Звяканье ключей в коридоре словно послужило сигналом для секретарши, чтобы вспомнить о Пётче. Она направила его этажом выше, где его приветствовала пестро одетая, ярко раскрашенная и очень эмоциональная дама. Пётча подавила ее импозантность. Теплый материнский тон, призванный, видимо, уменьшить робость Пётча, только усилил ее. Она держала его руку до тех пор, пока не узнала, кто он и чего хочет, и за те минуты, что он ждал, когда вернется с обеда д-р Альбин, Пётч ничего не услышал о Менцеле, на которого пытался навести разговор, зато получил много заслуживающих внимания сведений о ней, фрау д-р Эггенфельз, правой руке Менцеля во всех делах, при решении которых требуется такт и шарм. Из подвального ребенка (существа, которого Пётч не вполне мог себе представить) она, не без помощи Менцеля, выросла в официально признанного ученого с тремя публикациями, вызвавшими большой интерес, хотя еще не достигла даже возраста Пётча (тем более удивительны были ее материнские манеры).

Стремясь уклониться от взгляда больших, томных очей, Пётч задавался вопросом, одолел ли бы он стеснение, охватившее его в этом помещении, если бы он осел здесь и поближе познакомился со всеми здешними дамами. Покидая через три часа дом, он так и не смог ответить на свой вопрос. Обстановка в расположенных на трех этажах комнатах, где он побывал, была ему столь же неясна, как и его отношение к людям, с которыми он встретился.
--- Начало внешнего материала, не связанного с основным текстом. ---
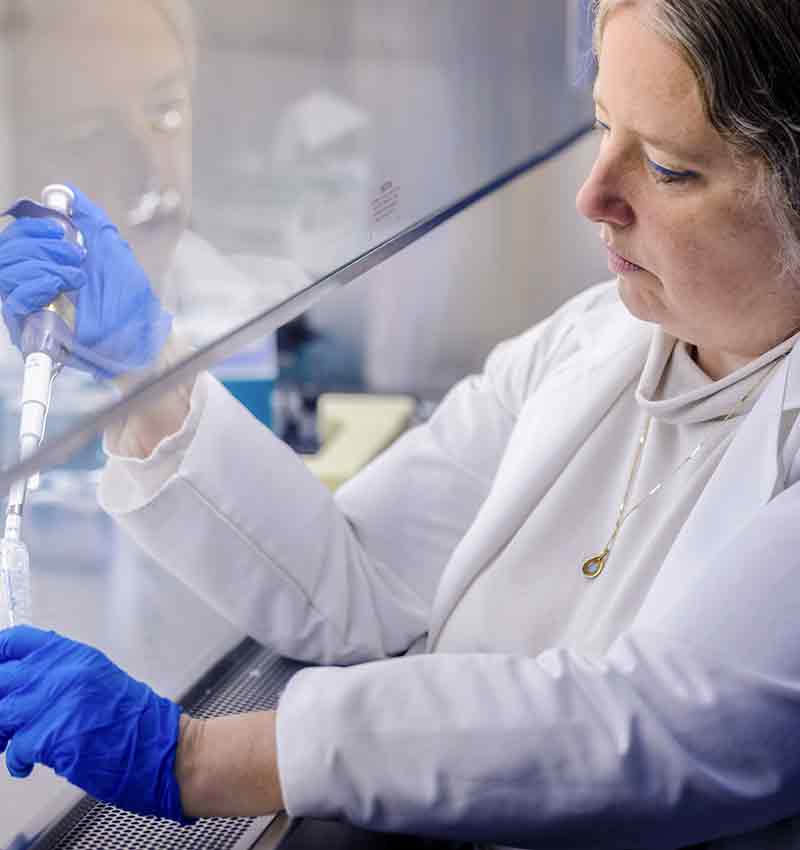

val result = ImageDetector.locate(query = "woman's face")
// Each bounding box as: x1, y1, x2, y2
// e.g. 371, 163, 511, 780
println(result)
576, 5, 800, 378
13, 1, 193, 283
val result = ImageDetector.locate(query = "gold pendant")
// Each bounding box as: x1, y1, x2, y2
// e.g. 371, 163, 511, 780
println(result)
581, 550, 609, 579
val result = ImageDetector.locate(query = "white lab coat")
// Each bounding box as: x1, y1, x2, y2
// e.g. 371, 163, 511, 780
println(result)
101, 281, 800, 849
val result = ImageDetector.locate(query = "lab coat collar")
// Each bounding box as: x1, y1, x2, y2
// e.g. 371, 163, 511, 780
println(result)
783, 335, 800, 411
635, 340, 800, 625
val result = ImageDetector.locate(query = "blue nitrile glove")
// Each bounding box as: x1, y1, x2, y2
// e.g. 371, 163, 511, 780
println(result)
0, 186, 172, 379
0, 626, 192, 824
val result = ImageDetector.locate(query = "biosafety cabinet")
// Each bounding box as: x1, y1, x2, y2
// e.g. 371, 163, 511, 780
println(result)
0, 2, 598, 848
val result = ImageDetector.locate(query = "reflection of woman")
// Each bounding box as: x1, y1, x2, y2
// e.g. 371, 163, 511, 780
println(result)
4, 1, 800, 847
11, 0, 194, 284
5, 0, 301, 434
10, 0, 301, 333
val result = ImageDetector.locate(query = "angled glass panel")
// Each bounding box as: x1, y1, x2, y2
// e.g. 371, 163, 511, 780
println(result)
0, 0, 594, 487
0, 2, 594, 845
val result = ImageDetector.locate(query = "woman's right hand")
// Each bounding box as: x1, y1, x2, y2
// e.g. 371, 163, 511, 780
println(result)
0, 187, 172, 379
0, 625, 191, 822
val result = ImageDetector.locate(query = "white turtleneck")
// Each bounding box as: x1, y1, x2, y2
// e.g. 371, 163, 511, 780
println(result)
434, 327, 798, 657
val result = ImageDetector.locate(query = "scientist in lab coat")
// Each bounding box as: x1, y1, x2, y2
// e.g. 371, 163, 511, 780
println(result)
3, 1, 800, 848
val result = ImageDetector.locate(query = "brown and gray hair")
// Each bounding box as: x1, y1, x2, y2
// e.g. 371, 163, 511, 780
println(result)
594, 0, 800, 276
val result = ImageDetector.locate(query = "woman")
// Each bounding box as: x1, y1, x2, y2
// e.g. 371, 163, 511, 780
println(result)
2, 1, 800, 847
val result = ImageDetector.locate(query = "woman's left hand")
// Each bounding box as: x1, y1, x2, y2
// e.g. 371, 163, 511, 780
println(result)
0, 626, 192, 823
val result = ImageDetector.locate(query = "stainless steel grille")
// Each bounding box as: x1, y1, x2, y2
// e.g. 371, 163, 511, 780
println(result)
32, 641, 304, 850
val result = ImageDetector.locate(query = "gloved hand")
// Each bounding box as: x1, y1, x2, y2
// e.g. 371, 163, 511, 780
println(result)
0, 186, 172, 379
0, 626, 192, 823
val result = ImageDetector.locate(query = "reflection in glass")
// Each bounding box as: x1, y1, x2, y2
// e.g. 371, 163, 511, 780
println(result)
0, 3, 593, 844
10, 0, 306, 327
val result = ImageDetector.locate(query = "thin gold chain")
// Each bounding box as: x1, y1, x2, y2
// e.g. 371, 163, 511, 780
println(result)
581, 354, 787, 579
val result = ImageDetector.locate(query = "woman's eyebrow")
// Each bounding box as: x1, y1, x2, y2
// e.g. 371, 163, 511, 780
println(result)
148, 69, 190, 97
593, 90, 709, 165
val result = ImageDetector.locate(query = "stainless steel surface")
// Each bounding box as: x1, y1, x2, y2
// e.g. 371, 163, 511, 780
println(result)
248, 813, 296, 850
32, 796, 271, 850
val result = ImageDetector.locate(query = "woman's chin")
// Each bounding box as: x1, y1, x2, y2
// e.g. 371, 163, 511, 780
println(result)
616, 273, 663, 324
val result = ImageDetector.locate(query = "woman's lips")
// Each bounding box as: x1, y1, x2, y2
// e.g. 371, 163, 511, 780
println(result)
606, 245, 645, 274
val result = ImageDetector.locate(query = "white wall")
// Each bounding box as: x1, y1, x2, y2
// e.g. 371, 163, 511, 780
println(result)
356, 130, 608, 397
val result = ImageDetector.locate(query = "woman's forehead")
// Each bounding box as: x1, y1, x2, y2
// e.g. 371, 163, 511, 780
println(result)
596, 5, 723, 163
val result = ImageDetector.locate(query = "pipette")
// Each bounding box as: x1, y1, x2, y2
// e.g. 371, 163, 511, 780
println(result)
0, 184, 83, 627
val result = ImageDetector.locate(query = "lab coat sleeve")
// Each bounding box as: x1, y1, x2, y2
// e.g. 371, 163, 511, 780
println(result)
101, 373, 429, 664
276, 481, 800, 849
97, 287, 593, 665
99, 328, 538, 663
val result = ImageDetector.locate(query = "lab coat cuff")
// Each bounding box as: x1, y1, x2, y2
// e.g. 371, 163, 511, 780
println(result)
99, 374, 209, 513
103, 370, 208, 461
275, 666, 338, 818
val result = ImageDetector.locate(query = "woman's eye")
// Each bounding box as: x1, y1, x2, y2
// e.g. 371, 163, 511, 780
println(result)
591, 119, 698, 185
154, 108, 185, 132
148, 95, 190, 133
647, 158, 696, 185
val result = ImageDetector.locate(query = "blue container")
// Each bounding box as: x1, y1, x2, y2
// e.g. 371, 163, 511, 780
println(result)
213, 337, 278, 429
219, 376, 276, 428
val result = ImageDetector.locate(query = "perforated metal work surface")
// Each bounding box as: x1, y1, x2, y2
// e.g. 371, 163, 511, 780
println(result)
32, 642, 304, 850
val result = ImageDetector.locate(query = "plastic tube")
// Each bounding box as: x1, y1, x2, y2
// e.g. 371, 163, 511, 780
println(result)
0, 532, 31, 628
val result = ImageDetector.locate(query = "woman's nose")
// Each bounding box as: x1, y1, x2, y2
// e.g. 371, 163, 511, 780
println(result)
575, 149, 635, 229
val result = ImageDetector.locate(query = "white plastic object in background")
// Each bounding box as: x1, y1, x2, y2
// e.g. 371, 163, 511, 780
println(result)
303, 393, 416, 490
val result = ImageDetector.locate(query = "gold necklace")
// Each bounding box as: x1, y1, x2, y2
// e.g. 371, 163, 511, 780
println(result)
581, 355, 787, 579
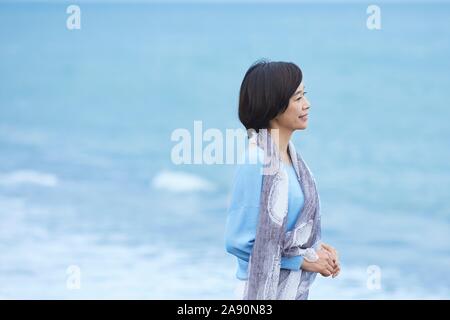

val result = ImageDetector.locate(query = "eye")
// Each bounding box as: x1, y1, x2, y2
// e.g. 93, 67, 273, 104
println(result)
295, 91, 307, 101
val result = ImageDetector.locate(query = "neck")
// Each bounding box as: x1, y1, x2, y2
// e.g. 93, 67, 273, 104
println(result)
269, 126, 293, 157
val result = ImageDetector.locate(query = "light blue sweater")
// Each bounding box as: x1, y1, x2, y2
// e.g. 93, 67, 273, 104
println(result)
224, 147, 305, 280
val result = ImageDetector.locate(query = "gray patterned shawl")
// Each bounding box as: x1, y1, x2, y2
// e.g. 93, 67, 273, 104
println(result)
242, 129, 322, 300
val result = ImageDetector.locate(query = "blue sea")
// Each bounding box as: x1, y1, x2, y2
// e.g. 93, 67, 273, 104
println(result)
0, 1, 449, 299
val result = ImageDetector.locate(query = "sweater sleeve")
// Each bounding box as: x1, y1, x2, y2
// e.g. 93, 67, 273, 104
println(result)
224, 149, 304, 278
224, 153, 262, 277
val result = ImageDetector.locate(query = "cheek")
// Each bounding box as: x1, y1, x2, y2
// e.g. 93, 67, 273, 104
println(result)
289, 101, 301, 116
285, 104, 300, 123
278, 101, 300, 125
287, 101, 298, 112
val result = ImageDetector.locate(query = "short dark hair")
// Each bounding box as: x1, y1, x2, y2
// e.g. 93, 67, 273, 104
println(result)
238, 59, 303, 133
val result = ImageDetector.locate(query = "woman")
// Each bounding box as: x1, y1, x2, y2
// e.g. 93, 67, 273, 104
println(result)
224, 60, 340, 300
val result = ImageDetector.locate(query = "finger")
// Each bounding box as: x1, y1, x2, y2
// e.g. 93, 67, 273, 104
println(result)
322, 246, 332, 255
333, 265, 341, 277
323, 247, 337, 262
331, 266, 340, 278
333, 266, 340, 275
331, 261, 337, 270
323, 244, 337, 256
321, 249, 337, 266
322, 260, 334, 273
325, 251, 334, 261
323, 244, 338, 259
331, 261, 339, 272
333, 268, 341, 278
329, 248, 338, 261
331, 255, 337, 264
327, 257, 334, 266
326, 263, 335, 274
332, 250, 338, 261
322, 270, 332, 277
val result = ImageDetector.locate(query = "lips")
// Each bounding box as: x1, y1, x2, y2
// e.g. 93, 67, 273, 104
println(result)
299, 114, 308, 118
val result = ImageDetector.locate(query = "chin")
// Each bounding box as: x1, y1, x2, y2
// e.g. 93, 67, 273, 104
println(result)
295, 118, 308, 129
295, 123, 308, 130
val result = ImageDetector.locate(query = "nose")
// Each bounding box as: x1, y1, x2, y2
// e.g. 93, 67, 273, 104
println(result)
304, 96, 311, 108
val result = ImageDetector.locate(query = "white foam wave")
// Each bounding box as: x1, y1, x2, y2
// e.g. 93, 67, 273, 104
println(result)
151, 170, 215, 193
0, 170, 59, 187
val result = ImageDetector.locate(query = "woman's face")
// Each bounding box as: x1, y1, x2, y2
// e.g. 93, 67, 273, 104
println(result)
270, 81, 310, 131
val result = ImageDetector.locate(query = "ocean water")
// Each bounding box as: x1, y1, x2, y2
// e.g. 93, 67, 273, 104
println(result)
0, 1, 449, 299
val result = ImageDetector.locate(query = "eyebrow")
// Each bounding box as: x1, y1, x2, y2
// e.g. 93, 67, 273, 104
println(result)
294, 88, 305, 96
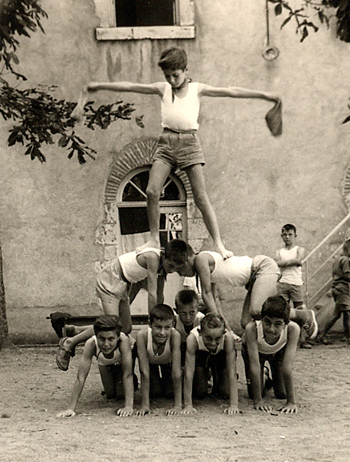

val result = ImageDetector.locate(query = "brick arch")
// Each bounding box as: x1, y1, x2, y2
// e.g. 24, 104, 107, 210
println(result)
105, 137, 193, 205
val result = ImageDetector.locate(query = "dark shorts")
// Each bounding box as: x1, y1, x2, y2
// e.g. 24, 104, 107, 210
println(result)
277, 282, 304, 303
332, 287, 350, 311
149, 362, 174, 398
241, 343, 287, 400
153, 129, 205, 170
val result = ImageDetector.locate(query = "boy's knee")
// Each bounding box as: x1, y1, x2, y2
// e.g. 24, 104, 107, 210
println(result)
146, 185, 160, 201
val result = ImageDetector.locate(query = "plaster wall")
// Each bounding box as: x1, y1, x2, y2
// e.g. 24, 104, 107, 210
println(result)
1, 0, 350, 335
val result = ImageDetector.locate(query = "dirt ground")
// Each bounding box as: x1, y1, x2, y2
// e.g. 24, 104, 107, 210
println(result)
1, 335, 350, 462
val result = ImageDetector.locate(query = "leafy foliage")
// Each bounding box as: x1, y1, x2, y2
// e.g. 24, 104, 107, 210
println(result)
0, 0, 140, 163
269, 0, 350, 42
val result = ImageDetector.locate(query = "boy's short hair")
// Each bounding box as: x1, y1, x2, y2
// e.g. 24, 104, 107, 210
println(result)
261, 295, 290, 324
281, 223, 297, 235
158, 47, 187, 71
200, 313, 226, 331
163, 239, 193, 266
93, 315, 123, 335
149, 304, 175, 324
175, 289, 199, 310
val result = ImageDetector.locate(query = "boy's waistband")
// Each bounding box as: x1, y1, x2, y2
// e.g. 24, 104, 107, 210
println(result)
162, 127, 198, 134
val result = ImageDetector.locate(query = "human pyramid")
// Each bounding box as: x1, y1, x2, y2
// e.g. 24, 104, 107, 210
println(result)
57, 47, 317, 418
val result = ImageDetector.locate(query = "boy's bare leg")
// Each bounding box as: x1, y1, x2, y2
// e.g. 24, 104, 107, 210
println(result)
138, 160, 172, 251
56, 326, 94, 371
185, 164, 233, 259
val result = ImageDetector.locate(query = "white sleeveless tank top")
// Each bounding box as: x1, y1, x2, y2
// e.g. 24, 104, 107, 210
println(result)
277, 246, 303, 285
161, 82, 200, 131
119, 248, 161, 284
200, 251, 252, 287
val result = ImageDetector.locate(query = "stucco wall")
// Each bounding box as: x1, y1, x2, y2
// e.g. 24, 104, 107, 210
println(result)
1, 0, 350, 336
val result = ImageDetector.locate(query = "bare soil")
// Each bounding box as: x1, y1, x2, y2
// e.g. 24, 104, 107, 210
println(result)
1, 335, 350, 462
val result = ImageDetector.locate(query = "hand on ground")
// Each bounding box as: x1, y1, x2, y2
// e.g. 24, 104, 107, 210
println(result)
254, 400, 272, 413
277, 402, 298, 414
133, 408, 150, 416
56, 409, 76, 418
165, 405, 182, 416
224, 405, 240, 415
116, 406, 133, 417
181, 405, 197, 415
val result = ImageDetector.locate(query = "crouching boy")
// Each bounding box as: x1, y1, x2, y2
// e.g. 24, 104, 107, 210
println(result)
174, 289, 205, 365
242, 295, 300, 413
136, 304, 182, 415
182, 313, 239, 415
57, 315, 135, 418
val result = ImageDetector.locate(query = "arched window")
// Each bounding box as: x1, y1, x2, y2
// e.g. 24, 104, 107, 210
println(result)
116, 166, 187, 254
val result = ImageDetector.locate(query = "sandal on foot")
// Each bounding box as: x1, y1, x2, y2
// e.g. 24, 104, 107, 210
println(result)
56, 337, 75, 371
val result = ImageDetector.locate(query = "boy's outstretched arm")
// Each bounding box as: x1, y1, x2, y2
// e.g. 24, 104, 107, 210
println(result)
277, 322, 300, 414
166, 330, 182, 415
181, 335, 197, 414
135, 329, 151, 415
71, 81, 164, 121
245, 323, 272, 412
56, 338, 95, 418
224, 333, 239, 415
117, 335, 134, 417
199, 83, 280, 103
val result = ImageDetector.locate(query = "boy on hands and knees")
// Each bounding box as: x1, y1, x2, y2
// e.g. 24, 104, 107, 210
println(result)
182, 313, 239, 415
57, 315, 135, 418
73, 47, 280, 260
136, 304, 182, 416
174, 289, 205, 364
177, 242, 318, 337
55, 239, 188, 371
242, 295, 300, 414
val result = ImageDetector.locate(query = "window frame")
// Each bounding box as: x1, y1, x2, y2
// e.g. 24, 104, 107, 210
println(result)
116, 166, 187, 250
94, 0, 195, 41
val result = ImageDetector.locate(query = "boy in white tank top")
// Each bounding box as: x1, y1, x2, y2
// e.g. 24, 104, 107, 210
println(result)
72, 48, 280, 260
275, 224, 313, 349
57, 315, 135, 418
55, 240, 189, 371
174, 289, 205, 364
242, 295, 300, 414
182, 313, 239, 415
135, 304, 182, 416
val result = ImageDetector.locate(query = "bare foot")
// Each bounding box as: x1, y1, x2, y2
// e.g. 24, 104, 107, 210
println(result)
71, 86, 89, 121
136, 237, 161, 253
216, 242, 233, 260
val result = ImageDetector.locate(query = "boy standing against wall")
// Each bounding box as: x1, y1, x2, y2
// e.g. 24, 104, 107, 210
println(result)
275, 224, 313, 348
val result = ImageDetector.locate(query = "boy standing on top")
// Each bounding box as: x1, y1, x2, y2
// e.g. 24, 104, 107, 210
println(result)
72, 47, 280, 260
135, 304, 182, 416
275, 224, 311, 348
242, 295, 300, 414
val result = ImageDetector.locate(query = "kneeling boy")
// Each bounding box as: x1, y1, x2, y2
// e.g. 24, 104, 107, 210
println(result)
242, 295, 300, 413
57, 315, 135, 418
136, 304, 182, 415
182, 313, 239, 415
174, 289, 205, 364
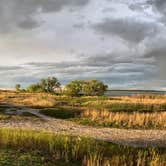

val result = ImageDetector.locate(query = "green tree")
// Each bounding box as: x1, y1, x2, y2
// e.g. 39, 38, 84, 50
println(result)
15, 84, 21, 92
39, 77, 60, 93
39, 79, 47, 92
26, 84, 43, 93
26, 77, 61, 93
46, 77, 61, 93
82, 80, 108, 96
65, 80, 85, 97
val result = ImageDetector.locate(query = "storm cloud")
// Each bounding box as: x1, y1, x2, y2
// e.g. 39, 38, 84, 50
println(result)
0, 0, 165, 90
93, 18, 159, 43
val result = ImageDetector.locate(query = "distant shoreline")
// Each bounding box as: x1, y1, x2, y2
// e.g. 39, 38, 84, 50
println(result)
106, 90, 166, 96
0, 89, 166, 93
107, 90, 166, 92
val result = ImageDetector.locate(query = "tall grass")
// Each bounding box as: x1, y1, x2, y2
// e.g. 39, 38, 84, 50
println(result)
80, 109, 166, 128
0, 129, 107, 166
0, 129, 166, 166
83, 98, 166, 112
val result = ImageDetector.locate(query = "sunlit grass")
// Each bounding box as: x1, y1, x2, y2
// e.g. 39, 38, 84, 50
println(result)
74, 109, 166, 129
1, 91, 166, 129
0, 129, 166, 166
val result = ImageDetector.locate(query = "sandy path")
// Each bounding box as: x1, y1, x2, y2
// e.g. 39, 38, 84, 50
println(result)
1, 107, 166, 148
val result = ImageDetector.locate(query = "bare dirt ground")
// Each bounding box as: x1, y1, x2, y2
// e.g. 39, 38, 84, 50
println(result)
1, 106, 166, 148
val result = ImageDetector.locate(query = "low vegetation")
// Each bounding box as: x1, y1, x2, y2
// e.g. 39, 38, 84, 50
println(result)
0, 129, 166, 166
40, 107, 80, 119
0, 107, 6, 113
1, 91, 166, 129
0, 149, 57, 166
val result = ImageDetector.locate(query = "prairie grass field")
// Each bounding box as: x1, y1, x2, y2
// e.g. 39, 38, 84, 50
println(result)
1, 90, 166, 165
1, 90, 166, 129
0, 128, 166, 166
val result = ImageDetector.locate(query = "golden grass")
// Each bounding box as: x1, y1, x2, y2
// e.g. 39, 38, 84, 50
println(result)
1, 91, 166, 128
83, 96, 166, 112
1, 90, 166, 109
0, 91, 59, 107
81, 109, 166, 128
87, 94, 166, 104
84, 97, 166, 107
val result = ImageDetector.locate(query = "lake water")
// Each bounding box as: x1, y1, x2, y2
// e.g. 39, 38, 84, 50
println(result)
105, 90, 166, 97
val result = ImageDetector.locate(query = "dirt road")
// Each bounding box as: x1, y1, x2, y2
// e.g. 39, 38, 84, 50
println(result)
1, 107, 166, 148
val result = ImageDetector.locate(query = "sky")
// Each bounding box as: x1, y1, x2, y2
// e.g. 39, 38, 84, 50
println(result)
0, 0, 166, 90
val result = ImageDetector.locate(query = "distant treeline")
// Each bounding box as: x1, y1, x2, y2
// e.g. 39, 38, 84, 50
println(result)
15, 77, 108, 97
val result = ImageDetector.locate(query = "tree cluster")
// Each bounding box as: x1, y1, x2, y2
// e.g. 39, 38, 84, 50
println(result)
15, 77, 108, 97
27, 77, 60, 93
65, 80, 108, 96
15, 77, 60, 93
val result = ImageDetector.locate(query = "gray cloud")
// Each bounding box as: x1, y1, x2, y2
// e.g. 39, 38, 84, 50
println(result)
152, 0, 166, 14
4, 51, 155, 88
0, 55, 158, 89
129, 4, 144, 11
142, 35, 166, 81
128, 0, 151, 12
0, 0, 90, 33
0, 66, 22, 71
73, 23, 85, 30
148, 0, 166, 23
93, 18, 159, 43
0, 0, 165, 90
144, 35, 166, 59
18, 17, 40, 30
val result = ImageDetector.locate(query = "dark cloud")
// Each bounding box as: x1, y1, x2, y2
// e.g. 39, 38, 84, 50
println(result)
0, 0, 90, 33
93, 18, 159, 43
128, 0, 151, 12
152, 0, 166, 13
18, 17, 40, 30
144, 36, 166, 59
149, 0, 166, 23
143, 35, 166, 80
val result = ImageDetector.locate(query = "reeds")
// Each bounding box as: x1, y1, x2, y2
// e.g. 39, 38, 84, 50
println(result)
81, 109, 166, 128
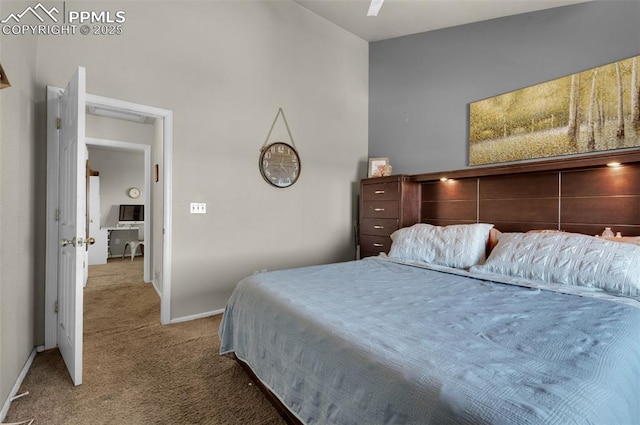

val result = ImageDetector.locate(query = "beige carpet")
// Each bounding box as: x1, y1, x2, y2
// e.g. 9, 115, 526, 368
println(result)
5, 257, 285, 425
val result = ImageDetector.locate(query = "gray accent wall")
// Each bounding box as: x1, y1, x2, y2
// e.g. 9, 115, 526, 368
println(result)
369, 1, 640, 175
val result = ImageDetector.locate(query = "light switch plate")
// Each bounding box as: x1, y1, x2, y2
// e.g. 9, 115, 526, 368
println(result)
190, 202, 206, 214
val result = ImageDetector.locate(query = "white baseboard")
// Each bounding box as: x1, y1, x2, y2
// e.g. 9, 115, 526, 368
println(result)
170, 308, 224, 324
0, 347, 36, 422
150, 279, 161, 298
148, 280, 221, 324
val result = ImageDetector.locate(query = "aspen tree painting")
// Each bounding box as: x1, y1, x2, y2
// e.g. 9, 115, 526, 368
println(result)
469, 55, 640, 165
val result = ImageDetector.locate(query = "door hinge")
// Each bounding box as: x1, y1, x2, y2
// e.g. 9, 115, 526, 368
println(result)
56, 117, 61, 129
54, 300, 59, 313
55, 209, 60, 221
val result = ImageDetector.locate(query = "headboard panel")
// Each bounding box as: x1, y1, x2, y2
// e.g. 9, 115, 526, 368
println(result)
421, 179, 476, 226
414, 151, 640, 237
560, 165, 640, 236
479, 173, 559, 232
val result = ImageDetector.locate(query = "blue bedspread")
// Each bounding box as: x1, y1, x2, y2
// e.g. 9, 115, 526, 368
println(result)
219, 258, 640, 425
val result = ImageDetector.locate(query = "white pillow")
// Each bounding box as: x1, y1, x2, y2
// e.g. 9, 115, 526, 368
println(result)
471, 232, 640, 297
388, 223, 494, 269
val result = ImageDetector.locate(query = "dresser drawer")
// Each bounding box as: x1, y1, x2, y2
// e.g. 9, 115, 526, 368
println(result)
362, 201, 399, 218
360, 218, 399, 237
359, 175, 420, 259
362, 182, 400, 201
359, 234, 392, 255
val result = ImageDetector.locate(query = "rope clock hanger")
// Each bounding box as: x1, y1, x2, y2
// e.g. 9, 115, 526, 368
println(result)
259, 108, 301, 188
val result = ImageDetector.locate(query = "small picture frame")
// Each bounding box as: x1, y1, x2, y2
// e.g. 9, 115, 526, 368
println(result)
368, 157, 391, 178
0, 63, 10, 90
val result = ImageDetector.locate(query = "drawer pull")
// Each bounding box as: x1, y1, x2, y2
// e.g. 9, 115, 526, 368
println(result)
373, 225, 384, 229
374, 190, 385, 194
373, 243, 384, 247
374, 208, 385, 212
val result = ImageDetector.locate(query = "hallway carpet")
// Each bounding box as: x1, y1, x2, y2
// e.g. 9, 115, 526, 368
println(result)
4, 258, 285, 425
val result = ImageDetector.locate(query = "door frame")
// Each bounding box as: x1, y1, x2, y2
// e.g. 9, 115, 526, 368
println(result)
86, 138, 151, 283
45, 88, 174, 350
Д-р Альбин, называвший себя заместителем Менцеля, а на самом деле ведавший административно-кадровыми делами, знал о намерении Менцеля повидаться с Пётчем. Он вежливо сказал: «Я рад, что вы пришли, господин Пётч» — и сообщил ему, что профессор здесь, но у него много дел, и поэтому он просит Пётча обсудить поправки с одним из своих сотрудников, коллегой Браттке, пока он не выкроит время лично повидать его. Альбин усадил Пётча в кресло для посетителей, сел за свой стол и позвонил коллеге Браттке, с которым говорил на «ты» таким тоном, будто обращался к нему со словами: «Милостивый государь!» И даже когда Альбин второй раз сказал: «Я рад!» — никакой радости не чувствовалось. Он сказал: он рад, что осенью сможет приветствовать Пётча как коллегу, желая, видимо, дать понять, что явного неудовольствия он не испытывает.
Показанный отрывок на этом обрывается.